The impact of the pandemic on the CRE office

Technology sales are not the only indicator that the office building market may change in the foreseeable future. The way businesses design their offices is another sign that the five-day-a-week standard in office format may become less common. A recent Morgan Stanley survey found that a majority of companies are considering increasing shared workspace in an effort to lower their real estate costs.

“Executives at many companies would love to have everyone come back, but technology spending plans tell you that they recognize the need for a flexible workspace,” said Vikram Malhotra, real estate analyst at Morgan Stanley.

The increase in hybrid offices could impact the demand for workspace in major cities like New York and San Francisco. There have been fewer significant sales of office buildings in recent months, Reuters reports. Institutional office assets in cities are currently valued at $ 231 billion (New York) and $ 128 billion (San Francisco), according to LaSalle Investment Management.

At the same time, rental prices remain low, while vacancy rates remain high, which negatively impacts the value of CRE’s office buildings and makes transactions difficult. Total Manhattan office building sales fell by more than half to $ 5.4 billion in 2020, according to Cushman & Wakefield. In the first quarter of this year, sales of office buildings totaled just $ 41.9 million.

As long as the trend of working from home continues, homeowners will see their pricing power on leases, as well as the returns investors expect from office assets, diminish, Malhotra said. Morgan Stanley predicts that the change will reduce the amount of office space in the United States to about 13%. Real estate consultancy Green Street said in June that telecommuting could negatively impact demand for CRE offices by 15%.

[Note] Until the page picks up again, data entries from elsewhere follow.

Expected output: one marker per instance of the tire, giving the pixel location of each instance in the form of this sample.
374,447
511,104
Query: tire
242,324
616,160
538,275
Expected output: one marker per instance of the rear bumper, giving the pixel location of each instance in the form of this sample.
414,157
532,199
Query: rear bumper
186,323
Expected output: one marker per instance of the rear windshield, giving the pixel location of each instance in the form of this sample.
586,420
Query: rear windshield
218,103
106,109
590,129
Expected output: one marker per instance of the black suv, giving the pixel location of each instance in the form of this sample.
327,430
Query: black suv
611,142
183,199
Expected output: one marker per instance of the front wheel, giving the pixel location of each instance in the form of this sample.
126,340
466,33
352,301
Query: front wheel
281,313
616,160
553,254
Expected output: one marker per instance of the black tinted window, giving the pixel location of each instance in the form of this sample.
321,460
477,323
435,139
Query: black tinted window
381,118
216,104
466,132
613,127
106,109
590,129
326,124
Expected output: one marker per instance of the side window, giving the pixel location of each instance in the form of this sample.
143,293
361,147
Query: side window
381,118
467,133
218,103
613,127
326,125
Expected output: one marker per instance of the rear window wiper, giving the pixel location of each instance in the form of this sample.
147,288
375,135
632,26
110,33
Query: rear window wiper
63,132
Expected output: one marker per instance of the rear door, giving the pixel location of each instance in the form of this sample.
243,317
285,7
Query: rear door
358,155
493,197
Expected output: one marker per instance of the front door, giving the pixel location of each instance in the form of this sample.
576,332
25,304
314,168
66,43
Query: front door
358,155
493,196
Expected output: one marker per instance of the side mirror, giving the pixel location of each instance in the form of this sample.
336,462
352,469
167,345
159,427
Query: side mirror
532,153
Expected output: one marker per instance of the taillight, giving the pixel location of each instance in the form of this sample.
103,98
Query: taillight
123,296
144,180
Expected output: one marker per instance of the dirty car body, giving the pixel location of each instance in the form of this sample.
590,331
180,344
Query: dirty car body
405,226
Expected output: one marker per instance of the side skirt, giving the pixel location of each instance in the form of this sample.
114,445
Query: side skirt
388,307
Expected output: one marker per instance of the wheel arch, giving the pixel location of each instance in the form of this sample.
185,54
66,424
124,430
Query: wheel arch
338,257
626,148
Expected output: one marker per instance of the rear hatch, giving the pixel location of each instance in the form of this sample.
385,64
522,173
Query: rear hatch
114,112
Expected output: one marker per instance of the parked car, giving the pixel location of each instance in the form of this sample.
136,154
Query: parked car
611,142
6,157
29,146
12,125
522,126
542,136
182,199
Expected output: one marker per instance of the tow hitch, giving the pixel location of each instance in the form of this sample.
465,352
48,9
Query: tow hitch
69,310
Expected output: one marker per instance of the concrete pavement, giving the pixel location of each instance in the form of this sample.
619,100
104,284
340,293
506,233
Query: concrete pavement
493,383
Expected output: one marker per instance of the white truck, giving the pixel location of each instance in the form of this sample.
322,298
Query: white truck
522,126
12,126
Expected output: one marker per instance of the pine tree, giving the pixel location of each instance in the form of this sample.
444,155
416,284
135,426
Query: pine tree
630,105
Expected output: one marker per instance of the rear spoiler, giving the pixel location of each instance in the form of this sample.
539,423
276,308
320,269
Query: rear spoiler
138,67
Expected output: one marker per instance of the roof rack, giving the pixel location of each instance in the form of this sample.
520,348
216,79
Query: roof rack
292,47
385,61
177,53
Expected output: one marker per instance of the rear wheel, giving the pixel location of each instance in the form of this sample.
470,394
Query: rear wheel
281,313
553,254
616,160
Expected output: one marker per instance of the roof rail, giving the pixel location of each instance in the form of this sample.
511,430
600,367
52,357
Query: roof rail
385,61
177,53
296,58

“The prices in these big global gateway cities — New York, San Francisco — they’re the poster child, they’re sweet,” said Mark Zandi, chief economist at Moody’s Analytics.

Plans for returning to the business office

Many companies plan to allow at least some remote work, such as Swiss bank UBS Group, Reuters reports. The company recently announced its plans for a mostly hybrid workforce. Other companies like Goldman Sachs and Morgan Stanley prefer their staff back to the office full time. US health technology company Cerner Corp. said 75% of its 27,000 employees could be “dynamic” and telecommute half the time.

“We want to get the best of both worlds and we are confident that we can with this model,” said Tracy Platt, director of human resources at Cerner.

However, others don’t believe the hybrid model will reduce office space or be the preferred method in the long run. Piper Sandler analyst Alex Goldfarb said most employees will likely work in the office three to four days a week, making space consolidation more difficult to do.

“People want to be seen as part of the game, and there isn’t a game you can win if you’re not on the pitch,” he said.

There is no denying that the COVID-19 pandemic has accelerated the long-awaited office changes. The architectural firm Vocon had designed offices that saw 20% of its employees working in “hot desks” before the pandemic. These workspaces are intended to allow multiple workers to use a single physical workstation at different times. The company now claims that some customers allocate more than 40% to shared spaces.

“Does it make sense to require people to go to a certain place every day? Vocon owner and director Deb Donely said. “In some cases, it didn’t make sense before the pandemic. “

LaSalle analysts also noted that demand for CRE office space does not have to drop dramatically to have an impact on occupancy, rent and property values. A mere 5-10% drop in demand could increase the vacancy rate and delay the industry’s recovery for five to ten years. LaSalle has been ahead of the trend and reduced its exposure to office buildings ahead of the COVID-19 pandemic, Rich Kleiman, the company’s co-chief investment officer for the Americas, told Reuters.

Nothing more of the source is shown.